The President and CEO of Cineplex published an open letter letter today revealing that he has received "many phone calls and emails from Canadians on both sides of the conversation."

"The decision to move forward with screenings of this particular film was a complicated one," Ellis Jacob said. 

According to Van Lange, it is the provincial and territorial governments’ responsibilities to decide whether the movie is appropriate for viewing, based on the film classification boards that rank movies PG, 14A, 18A or R for restricted.

Unplanned had an R-rating in the United States, but it has a 14A rating in Ontario with a warning of disturbing content and gory scenes. 

“This is different. This isn’t whether or not a movie has swearing or sex in it. This film oppresses people with uterus* and that is NOT OK,” Shipway wrote.

Planned Parenthood Toronto said they have not seen the movie, but based on the reviews and trailer, “it seems the film is designed to spread a fiction and inaccurate depiction of Planned Parenthood specifically and abortions more broadly,” Sarah Hobbs Blyth, the executive director of Planned Parenthood Toronto, said.
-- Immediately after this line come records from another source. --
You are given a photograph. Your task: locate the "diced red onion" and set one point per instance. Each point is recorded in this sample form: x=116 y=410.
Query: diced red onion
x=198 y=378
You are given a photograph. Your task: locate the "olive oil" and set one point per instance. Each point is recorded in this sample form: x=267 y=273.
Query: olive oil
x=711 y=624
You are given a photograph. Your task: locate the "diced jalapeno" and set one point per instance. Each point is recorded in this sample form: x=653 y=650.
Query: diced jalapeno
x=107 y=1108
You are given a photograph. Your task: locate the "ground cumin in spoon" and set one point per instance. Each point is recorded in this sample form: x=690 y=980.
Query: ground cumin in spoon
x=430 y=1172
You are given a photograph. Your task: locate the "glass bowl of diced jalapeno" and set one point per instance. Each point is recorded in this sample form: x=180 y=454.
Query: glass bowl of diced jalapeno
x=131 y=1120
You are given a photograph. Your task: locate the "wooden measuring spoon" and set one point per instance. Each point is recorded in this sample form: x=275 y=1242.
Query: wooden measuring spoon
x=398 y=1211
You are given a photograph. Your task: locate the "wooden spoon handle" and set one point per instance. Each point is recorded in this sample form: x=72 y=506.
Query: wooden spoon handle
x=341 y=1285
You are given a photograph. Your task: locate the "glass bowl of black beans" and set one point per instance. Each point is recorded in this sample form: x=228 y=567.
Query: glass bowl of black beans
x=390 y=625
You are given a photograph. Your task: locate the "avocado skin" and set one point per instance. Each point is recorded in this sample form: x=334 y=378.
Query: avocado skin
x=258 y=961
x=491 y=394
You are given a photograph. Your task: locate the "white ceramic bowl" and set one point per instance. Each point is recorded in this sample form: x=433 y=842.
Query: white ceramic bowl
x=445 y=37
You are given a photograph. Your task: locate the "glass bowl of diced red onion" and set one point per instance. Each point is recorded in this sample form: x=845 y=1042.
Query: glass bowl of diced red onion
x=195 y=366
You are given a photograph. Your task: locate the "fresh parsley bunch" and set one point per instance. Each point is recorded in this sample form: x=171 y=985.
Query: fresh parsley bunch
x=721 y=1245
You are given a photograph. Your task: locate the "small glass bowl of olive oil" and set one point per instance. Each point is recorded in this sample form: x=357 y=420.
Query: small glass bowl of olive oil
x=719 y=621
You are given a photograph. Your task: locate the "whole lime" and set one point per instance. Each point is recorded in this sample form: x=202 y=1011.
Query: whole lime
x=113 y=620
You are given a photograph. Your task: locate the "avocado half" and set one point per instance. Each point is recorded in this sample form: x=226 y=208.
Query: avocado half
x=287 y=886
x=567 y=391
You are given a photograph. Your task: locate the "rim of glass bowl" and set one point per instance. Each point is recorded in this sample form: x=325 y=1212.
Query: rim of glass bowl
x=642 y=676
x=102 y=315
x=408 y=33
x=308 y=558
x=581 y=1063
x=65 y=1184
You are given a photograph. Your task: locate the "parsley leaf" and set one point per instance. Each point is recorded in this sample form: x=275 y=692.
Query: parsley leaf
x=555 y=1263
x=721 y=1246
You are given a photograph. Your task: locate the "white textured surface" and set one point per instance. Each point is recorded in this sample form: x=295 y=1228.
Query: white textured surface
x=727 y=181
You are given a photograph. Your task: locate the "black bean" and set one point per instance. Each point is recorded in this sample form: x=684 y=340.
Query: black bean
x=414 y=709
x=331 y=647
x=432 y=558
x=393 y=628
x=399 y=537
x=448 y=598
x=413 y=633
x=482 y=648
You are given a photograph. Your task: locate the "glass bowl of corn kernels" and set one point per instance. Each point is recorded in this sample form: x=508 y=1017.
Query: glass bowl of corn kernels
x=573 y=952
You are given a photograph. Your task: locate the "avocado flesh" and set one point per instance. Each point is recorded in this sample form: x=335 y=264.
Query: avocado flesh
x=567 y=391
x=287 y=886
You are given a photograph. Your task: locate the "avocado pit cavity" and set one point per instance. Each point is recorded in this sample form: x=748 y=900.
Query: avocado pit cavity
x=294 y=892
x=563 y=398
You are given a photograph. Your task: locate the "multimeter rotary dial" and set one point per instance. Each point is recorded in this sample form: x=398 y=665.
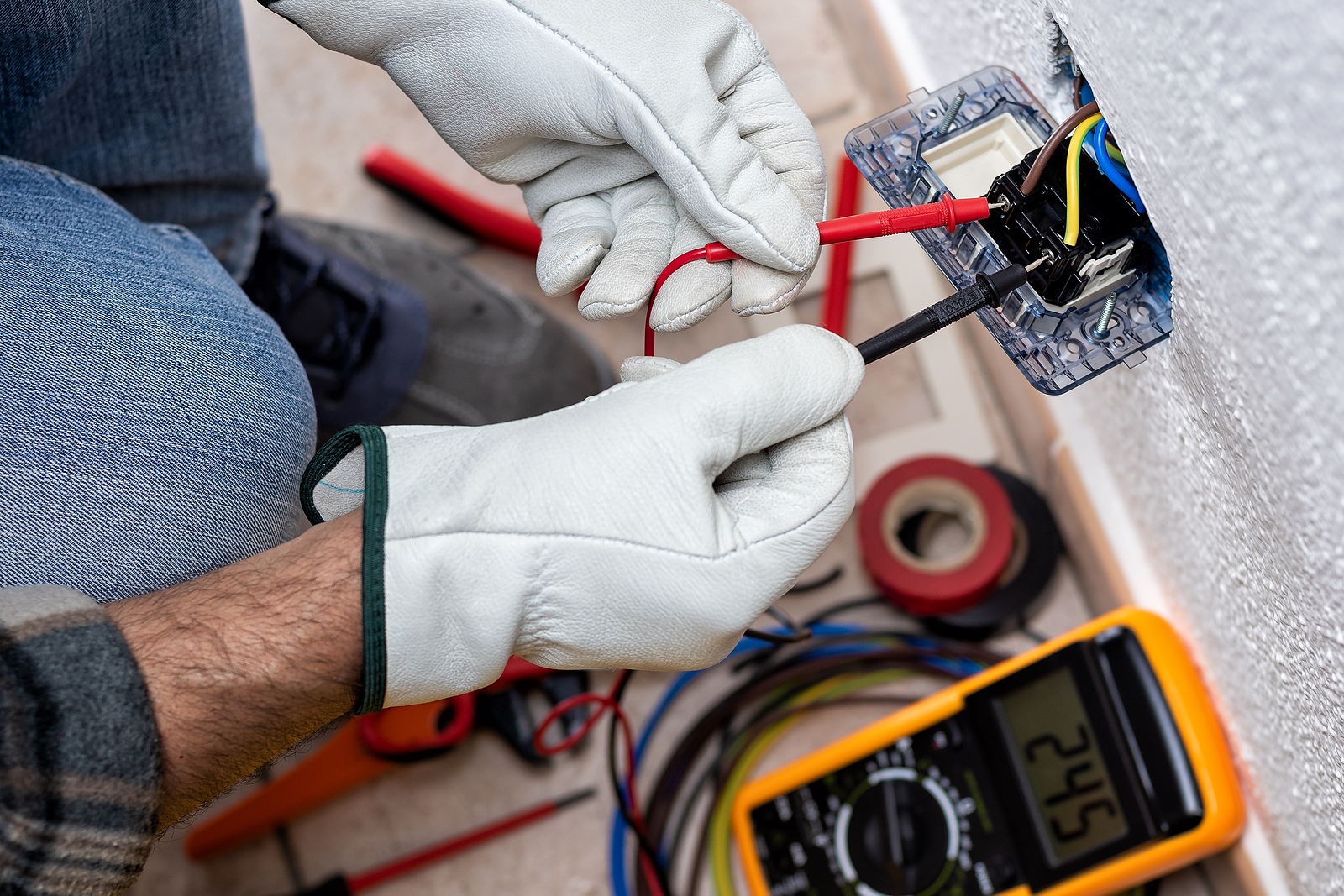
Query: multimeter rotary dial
x=897 y=835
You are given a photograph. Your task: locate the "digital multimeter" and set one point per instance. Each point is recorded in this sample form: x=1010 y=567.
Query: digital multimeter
x=1084 y=768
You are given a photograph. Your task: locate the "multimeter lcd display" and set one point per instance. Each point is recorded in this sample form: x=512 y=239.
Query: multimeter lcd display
x=1057 y=755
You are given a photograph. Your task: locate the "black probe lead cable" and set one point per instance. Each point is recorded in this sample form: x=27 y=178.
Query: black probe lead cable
x=988 y=289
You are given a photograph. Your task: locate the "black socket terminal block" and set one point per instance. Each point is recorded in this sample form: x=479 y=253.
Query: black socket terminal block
x=1032 y=226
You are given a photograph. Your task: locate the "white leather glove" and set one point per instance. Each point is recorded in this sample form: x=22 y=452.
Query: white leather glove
x=638 y=129
x=643 y=528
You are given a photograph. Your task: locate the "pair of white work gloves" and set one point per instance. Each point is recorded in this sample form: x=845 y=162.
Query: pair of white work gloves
x=648 y=526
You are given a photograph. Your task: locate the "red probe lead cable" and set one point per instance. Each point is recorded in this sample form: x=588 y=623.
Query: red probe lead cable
x=947 y=212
People involved in making the film participated in a #MarchForLife protest in Ottawa in May and Brad Trost, a Conservative MP in Saskatoon who supports the anti-abortion movement, recently posted on Twitter that he thought it was "interesting" this film was "controversial."

The executive director of Abortion Rights Coalition of Canada warned viewers that this is a “dangerous piece of anti-abortion propaganda” that contains “vicious falsehoods,” in a recent newsletter.

“But the film also aims to challenge abortion rights. That’s a non-starter in Canada,” Joyce Arthur wrote.

These sentiments are not limited to abortion advocacy groups. TV networks have refused to sell advertising time to publicize the film.

Protests are also being organized outside of theatres in Burlington, London, Ottawa and Cornwall on Friday.